Second, Bob Eubanks and I were standing backstage the night President Nixon visited the Opry. I had met Nixon the year before at the White House so I didn’t want to go out on the stage. When The President came off stage he came right by us and he recognized me and walked right up and said “Osborne, from Kentucky,” and proceeded to shake hands and spoke a few things. After he left I remembered I was carrying a 38 revolver in a shoulder holster. I showed it to Eubanks and he called me every name profanity owns. We would probably still be in jail.
Hey Sonny, how do I get Roland White to stop requesting his own songs on my radio show each week?
Deny knowledge of anyone named Roland, and tell him your name is actually Ralph Emery, and you only play Hillbilly music and “that Roland name ain’t no part of nothin’….”

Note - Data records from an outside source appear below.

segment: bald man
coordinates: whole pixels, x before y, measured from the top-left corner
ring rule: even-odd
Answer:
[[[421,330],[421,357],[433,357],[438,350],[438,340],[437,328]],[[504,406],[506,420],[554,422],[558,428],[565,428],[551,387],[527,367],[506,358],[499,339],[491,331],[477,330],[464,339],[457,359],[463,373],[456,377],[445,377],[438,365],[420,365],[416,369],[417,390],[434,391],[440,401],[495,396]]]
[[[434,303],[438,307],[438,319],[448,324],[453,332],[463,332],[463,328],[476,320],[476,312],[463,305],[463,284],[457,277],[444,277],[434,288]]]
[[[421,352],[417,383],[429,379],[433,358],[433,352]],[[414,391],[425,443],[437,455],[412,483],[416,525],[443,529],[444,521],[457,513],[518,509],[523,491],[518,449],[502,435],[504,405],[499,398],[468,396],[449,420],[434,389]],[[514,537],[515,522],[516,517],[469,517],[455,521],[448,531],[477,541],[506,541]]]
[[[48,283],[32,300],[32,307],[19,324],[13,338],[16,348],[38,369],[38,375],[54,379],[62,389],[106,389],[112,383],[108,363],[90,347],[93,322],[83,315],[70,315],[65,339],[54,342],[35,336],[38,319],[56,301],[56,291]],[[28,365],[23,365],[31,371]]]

What is the most memorable thing Bill Monroe ever said to you?
– Kip V.
“I loaned you that hat, now you go find it.” Paintsville, Kentucky. I left the hat he loaned me in a restaurant. Luckily I found it the next day – July 1952. I loved that old man, and he knew it.
Dear Sonny, My wife and I have 5 lovely children and she’s insisting I get a vasectomy. Will that affect my banjo playing?
– Nervous in Nebraska
Yes…you will have problems executing the backward roll! But you’re not alone. Most banjo players don’t know whether they’re coming or going anyhow.
Hey Sonny, I wrote a hit song for a hit artist and the record label never paid me my royalties. What should I do?
– A Frustrated Songwriter
Find the name of the publisher. Often the record company is not at fault. Every song has a publisher, the record company pays the publisher and the publisher takes his half and is supposed to then pay the writer. The record company is not at fault,…every time. You should have a contract with the publisher. That’s who you should contact. Ask for a record of sales, and the amount due the writer. Then mention The Better Business Bureau!